BRUNSWICK – The curtain rises on the Maine State Music Theatre summer season in four months, and Steven Peterson is ready.

He’s lined up the shows and hired the directors, and is making casting decisions about the season-opening production of ”Always … Patsy Cline,” scheduled to open June 9.

Before then, there are a million details to attend to – marketing decisions, ticket-sales strategies, fundraising opportunities, hiring interns and old-fashioned glad-handing.

But the biggest task that Peterson faces involves ensuring that longtime artistic director Charles Abbott gets a proper send-off.

Abbott plans to retire as artistic director at the conclusion of the season in August, although no one would be surprised to see him act and sing on stage or direct a show in the future.

”Chuck has spent 30 years with this theater in some capacity or another,” says Peterson. ”That accomplishment is remarkable and honorable.”

Abbott will be busy in hands-on ways this season.

He will direct ”My Fair Lady,” opening June 30, and will appear in the season-closing production of ”Spamalot.” In some way or another, he’ll have something to do with each of the four shows that goes up at Maine State.

It’s been that way since he became the theater’s artistic director in 1991, succeeding theater founder Victoria Crandall. Prior to his appointment, Abbott acted, directed and choreographed shows going back to the early 1980s.

On July 12, he will be the subject of a ”Chuck Roast” at the Harraseeket Inn in Freeport.

”We’re going to go out of our way to make sure Chuck receives the recognition he deserves,” Peterson said.

Abbott’s retirement marks a major transition at Maine State. The theater’s board has decided not to replace him. As a result, Peterson will assume the dual role of artistic and executive director.

The move makes economic sense, and should lead to a more efficient operation at the theater. It also means that Peterson is vested with artistic authority, although he promises he won’t be ”the be-all and end-all” when it comes to artistic decisions.

It’s not uncommon for theaters to operate with a single authority, particularly in this economy. The closest example can be found at Portland Stage Company, where Anita Stewart holds the titles of artistic and executive director.

And let’s not forget, Maine State began with just one person in charge. Crandall, the theater’s founder, filled both roles during the company’s formative years.

Peterson has his hands full.

It’s no secret that Maine State suffered at the box office last summer. Many of the theater’s loyal subscribers stayed away from ”A Light in the Piazza” and ”The Drowsy Chaperone.”

The season was considered too edgy by some, and they expressed their unhappiness by staying away.

In a letter to subscribers, Peterson defended last year’s decision to schedule shows with less name recognition by citing their artistic accomplishment.

”We cannot simply rotate Rodgers and Hammerstein titles through a constant cycle, regardless of how popular they are with some.
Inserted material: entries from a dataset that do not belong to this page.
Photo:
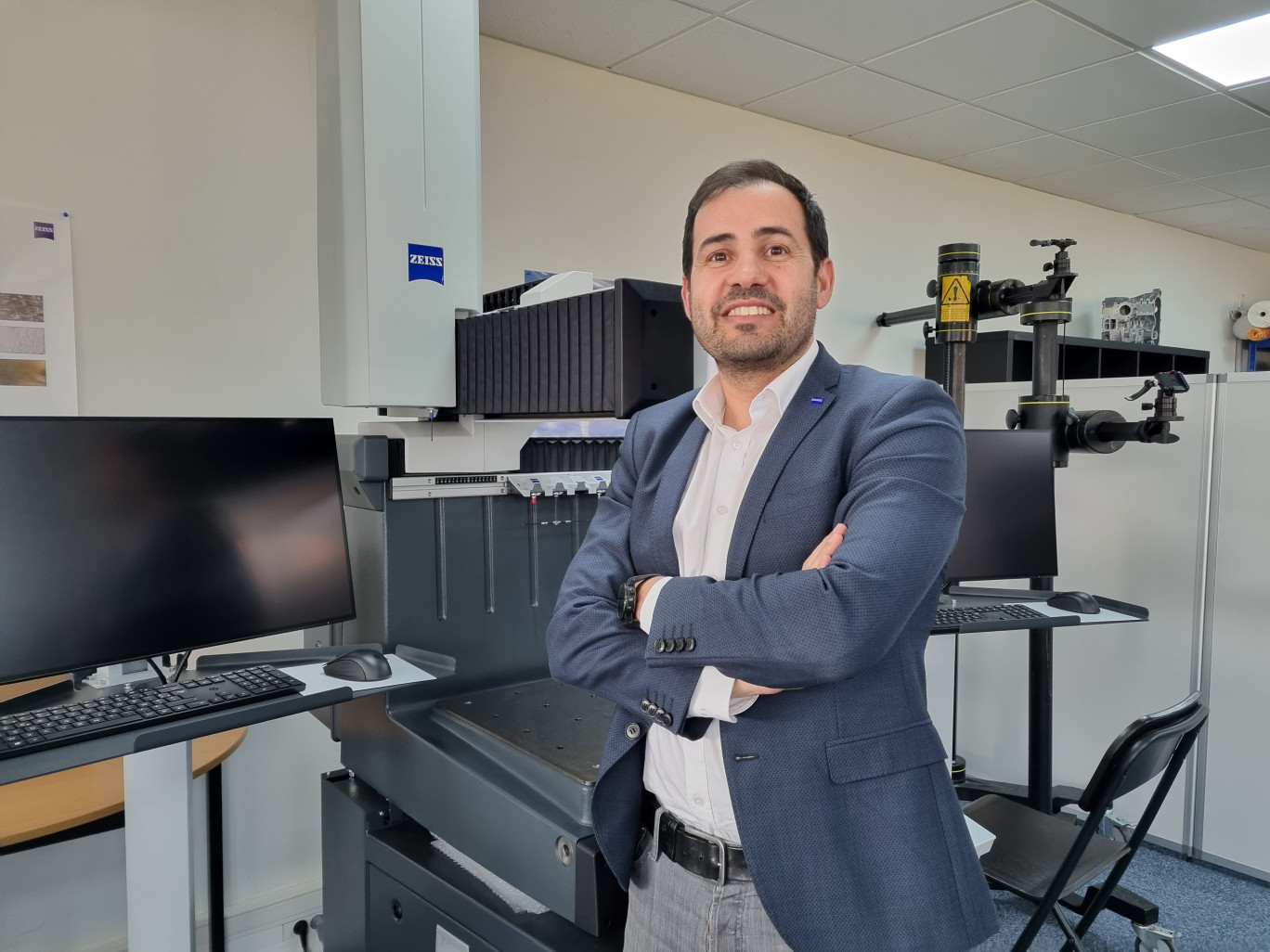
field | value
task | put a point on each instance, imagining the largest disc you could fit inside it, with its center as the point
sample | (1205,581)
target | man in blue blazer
(755,594)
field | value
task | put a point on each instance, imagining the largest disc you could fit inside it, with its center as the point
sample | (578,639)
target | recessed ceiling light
(1229,55)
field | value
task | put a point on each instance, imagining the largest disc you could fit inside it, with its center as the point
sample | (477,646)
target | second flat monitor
(1008,530)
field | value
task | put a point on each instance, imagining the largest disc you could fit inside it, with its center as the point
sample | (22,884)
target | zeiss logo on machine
(427,263)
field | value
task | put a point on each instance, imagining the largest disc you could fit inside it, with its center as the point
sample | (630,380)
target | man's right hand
(818,559)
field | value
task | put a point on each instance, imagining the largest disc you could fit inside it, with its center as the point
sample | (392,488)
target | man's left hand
(641,590)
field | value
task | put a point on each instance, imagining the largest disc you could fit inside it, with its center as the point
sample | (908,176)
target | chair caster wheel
(1155,938)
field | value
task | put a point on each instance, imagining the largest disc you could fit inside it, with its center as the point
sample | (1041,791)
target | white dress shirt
(687,776)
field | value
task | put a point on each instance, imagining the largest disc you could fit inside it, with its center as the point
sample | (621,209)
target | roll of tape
(1252,323)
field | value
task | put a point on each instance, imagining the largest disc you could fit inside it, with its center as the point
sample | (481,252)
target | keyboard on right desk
(145,704)
(974,614)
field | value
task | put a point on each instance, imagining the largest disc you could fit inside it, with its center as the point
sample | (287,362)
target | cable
(158,670)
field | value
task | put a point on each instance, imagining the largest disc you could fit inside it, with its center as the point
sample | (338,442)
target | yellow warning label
(955,299)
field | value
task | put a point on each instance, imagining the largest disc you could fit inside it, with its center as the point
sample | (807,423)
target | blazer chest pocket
(904,749)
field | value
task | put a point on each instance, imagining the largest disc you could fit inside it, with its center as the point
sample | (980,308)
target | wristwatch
(630,588)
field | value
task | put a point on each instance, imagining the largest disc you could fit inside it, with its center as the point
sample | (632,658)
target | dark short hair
(749,172)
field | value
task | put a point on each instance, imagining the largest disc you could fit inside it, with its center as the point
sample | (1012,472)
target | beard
(765,345)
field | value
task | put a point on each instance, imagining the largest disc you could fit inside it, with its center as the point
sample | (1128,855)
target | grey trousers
(673,910)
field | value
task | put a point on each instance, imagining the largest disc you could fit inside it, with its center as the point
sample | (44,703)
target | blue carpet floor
(1213,909)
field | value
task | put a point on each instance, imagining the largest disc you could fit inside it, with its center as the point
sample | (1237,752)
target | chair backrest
(1142,751)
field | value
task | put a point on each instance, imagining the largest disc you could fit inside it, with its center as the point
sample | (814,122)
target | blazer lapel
(810,404)
(669,493)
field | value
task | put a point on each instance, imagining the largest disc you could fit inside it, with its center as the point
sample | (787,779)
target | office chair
(1045,858)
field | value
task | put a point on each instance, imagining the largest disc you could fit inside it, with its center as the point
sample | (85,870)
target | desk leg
(158,793)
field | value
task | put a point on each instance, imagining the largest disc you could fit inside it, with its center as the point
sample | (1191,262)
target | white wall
(179,136)
(587,169)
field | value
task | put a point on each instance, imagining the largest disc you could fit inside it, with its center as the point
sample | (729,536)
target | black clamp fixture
(963,300)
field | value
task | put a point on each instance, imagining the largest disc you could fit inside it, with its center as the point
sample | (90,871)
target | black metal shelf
(1004,355)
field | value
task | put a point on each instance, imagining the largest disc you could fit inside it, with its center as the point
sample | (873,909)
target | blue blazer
(849,819)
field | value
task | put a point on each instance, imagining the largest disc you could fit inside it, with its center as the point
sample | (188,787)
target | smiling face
(753,289)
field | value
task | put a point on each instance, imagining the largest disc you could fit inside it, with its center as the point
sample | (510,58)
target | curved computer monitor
(127,538)
(1007,531)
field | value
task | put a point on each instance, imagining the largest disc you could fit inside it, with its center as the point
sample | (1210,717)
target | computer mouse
(1081,602)
(358,664)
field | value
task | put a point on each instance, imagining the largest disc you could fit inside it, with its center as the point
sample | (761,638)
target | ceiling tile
(865,30)
(1008,48)
(1105,90)
(1217,156)
(1211,213)
(727,62)
(1250,233)
(1159,199)
(1252,182)
(1029,159)
(1256,93)
(593,32)
(1167,126)
(711,6)
(1099,179)
(849,102)
(954,131)
(1153,21)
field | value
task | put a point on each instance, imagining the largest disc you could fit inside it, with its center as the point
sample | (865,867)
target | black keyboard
(148,703)
(966,614)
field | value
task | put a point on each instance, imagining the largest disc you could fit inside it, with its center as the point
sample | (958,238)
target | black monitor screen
(126,538)
(1008,526)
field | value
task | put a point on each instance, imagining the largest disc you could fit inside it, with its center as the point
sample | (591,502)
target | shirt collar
(709,401)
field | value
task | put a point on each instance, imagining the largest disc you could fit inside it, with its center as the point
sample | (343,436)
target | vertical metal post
(1044,410)
(158,796)
(214,863)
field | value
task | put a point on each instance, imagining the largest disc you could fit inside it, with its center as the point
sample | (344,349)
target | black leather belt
(701,855)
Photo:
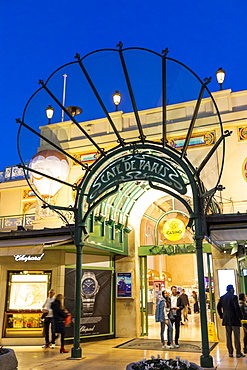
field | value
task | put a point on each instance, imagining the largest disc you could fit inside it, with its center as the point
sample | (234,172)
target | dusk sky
(40,36)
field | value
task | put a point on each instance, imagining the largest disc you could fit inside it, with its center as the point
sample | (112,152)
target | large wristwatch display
(89,289)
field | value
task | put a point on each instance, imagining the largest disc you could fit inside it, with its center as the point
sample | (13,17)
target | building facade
(138,243)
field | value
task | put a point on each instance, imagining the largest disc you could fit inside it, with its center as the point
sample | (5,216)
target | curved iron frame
(196,215)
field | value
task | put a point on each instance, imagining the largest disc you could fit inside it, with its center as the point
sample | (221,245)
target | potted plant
(8,360)
(162,364)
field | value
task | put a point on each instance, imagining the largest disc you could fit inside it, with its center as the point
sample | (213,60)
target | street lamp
(220,75)
(49,113)
(116,99)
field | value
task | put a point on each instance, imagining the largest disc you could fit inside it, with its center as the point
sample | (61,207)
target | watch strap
(88,306)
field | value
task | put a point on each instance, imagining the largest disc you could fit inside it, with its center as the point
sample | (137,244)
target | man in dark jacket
(231,316)
(176,308)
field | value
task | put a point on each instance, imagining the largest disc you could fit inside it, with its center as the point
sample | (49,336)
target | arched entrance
(153,155)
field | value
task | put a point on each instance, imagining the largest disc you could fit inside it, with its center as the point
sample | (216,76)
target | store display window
(26,293)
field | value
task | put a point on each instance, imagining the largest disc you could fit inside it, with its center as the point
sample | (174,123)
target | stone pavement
(102,355)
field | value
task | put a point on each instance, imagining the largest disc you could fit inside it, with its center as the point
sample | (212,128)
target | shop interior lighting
(220,75)
(116,99)
(49,113)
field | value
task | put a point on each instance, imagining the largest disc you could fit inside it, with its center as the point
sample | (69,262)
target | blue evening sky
(39,36)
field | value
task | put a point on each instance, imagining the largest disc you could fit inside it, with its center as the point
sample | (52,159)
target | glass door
(144,296)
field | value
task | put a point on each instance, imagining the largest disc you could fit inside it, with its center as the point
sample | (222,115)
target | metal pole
(76,351)
(64,93)
(205,359)
(210,288)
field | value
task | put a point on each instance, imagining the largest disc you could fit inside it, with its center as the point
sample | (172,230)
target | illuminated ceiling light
(73,110)
(116,99)
(49,113)
(220,75)
(127,229)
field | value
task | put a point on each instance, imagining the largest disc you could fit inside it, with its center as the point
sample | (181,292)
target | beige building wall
(182,269)
(53,261)
(233,199)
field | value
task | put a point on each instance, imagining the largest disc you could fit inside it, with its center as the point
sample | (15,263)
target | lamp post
(49,113)
(220,75)
(116,99)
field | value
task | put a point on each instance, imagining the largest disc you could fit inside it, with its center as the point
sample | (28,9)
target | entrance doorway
(164,271)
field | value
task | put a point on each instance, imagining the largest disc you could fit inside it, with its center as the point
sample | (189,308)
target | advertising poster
(95,301)
(124,285)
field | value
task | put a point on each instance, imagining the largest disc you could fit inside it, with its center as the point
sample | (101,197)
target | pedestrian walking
(229,311)
(243,309)
(161,315)
(196,304)
(175,313)
(59,315)
(185,302)
(48,322)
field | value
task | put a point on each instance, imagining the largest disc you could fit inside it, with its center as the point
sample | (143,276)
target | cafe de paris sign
(136,167)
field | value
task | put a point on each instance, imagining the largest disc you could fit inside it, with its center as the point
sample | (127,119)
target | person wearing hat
(229,311)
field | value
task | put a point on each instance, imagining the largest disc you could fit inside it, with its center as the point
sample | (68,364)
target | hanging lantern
(51,163)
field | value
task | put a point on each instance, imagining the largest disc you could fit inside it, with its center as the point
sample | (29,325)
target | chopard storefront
(27,277)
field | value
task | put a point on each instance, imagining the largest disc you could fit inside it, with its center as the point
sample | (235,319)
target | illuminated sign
(244,169)
(25,258)
(174,229)
(136,167)
(171,250)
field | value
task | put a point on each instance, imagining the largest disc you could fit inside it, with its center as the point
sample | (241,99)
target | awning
(11,247)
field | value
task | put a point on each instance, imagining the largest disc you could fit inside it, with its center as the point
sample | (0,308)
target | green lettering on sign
(136,167)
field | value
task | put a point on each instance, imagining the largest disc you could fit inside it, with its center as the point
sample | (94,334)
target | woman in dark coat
(196,305)
(243,309)
(163,308)
(59,314)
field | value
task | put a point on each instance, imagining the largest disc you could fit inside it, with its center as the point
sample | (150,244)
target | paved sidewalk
(103,356)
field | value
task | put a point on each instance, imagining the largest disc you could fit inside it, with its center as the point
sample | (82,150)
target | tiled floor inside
(103,355)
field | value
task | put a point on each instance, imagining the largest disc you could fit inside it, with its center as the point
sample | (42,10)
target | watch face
(88,286)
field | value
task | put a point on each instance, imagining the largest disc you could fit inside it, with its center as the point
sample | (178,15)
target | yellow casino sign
(174,229)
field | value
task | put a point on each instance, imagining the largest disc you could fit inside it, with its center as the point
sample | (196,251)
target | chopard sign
(136,167)
(25,258)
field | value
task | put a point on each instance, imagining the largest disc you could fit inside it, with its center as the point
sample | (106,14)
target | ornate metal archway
(143,157)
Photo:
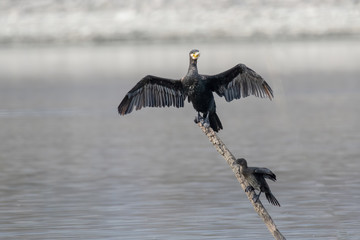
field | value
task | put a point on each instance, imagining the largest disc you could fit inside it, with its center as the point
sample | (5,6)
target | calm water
(71,167)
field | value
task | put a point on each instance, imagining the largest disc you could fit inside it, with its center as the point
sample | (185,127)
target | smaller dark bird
(256,178)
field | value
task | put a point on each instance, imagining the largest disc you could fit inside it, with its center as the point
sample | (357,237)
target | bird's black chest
(200,95)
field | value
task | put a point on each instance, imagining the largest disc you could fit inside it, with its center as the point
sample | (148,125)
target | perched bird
(256,178)
(239,81)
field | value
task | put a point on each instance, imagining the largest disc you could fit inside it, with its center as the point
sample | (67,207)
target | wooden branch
(230,159)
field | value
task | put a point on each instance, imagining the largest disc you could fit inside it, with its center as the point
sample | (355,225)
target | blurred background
(71,167)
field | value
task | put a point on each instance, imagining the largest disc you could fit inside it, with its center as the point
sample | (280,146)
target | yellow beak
(195,55)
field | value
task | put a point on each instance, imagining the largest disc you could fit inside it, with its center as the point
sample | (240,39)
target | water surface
(71,167)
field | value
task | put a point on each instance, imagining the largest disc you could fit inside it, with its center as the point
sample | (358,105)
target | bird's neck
(192,68)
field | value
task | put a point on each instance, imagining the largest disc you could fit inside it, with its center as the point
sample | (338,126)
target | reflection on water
(72,168)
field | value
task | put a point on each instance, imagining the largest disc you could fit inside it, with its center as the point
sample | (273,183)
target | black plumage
(239,81)
(256,178)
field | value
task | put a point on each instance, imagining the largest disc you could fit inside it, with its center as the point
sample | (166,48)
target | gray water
(71,167)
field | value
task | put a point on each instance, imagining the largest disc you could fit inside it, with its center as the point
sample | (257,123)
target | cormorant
(256,178)
(239,81)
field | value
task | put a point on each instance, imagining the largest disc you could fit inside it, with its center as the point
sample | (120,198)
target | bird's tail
(215,123)
(271,198)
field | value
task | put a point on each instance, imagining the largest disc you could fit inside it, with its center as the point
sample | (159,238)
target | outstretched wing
(267,173)
(239,81)
(153,91)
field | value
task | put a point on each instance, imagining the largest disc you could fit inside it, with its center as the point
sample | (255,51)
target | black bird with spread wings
(239,81)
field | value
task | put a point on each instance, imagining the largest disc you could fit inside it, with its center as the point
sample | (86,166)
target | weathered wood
(230,159)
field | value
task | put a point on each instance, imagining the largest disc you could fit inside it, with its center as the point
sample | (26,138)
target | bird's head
(241,161)
(194,54)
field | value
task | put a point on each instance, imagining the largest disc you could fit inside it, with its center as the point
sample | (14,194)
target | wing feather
(267,173)
(239,81)
(153,91)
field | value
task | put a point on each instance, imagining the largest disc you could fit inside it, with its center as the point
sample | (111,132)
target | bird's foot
(198,118)
(206,124)
(206,121)
(256,197)
(249,189)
An arts organization, particularly a nonprofit arts organization, should stimulate thought, feeling, questions, and trends,” he writes.

This year’s shows – ”Always … Patsy Cline,” ”My Fair Lady,” ”Chicago” and ”Spamalot” – have more recognition and proven track records.

The hope is that will translate to better box-office numbers; the theater cannot afford a lackluster season at the box office.

Besides, it would be a shame to send Charles Abbott on his way with anything less than a full house.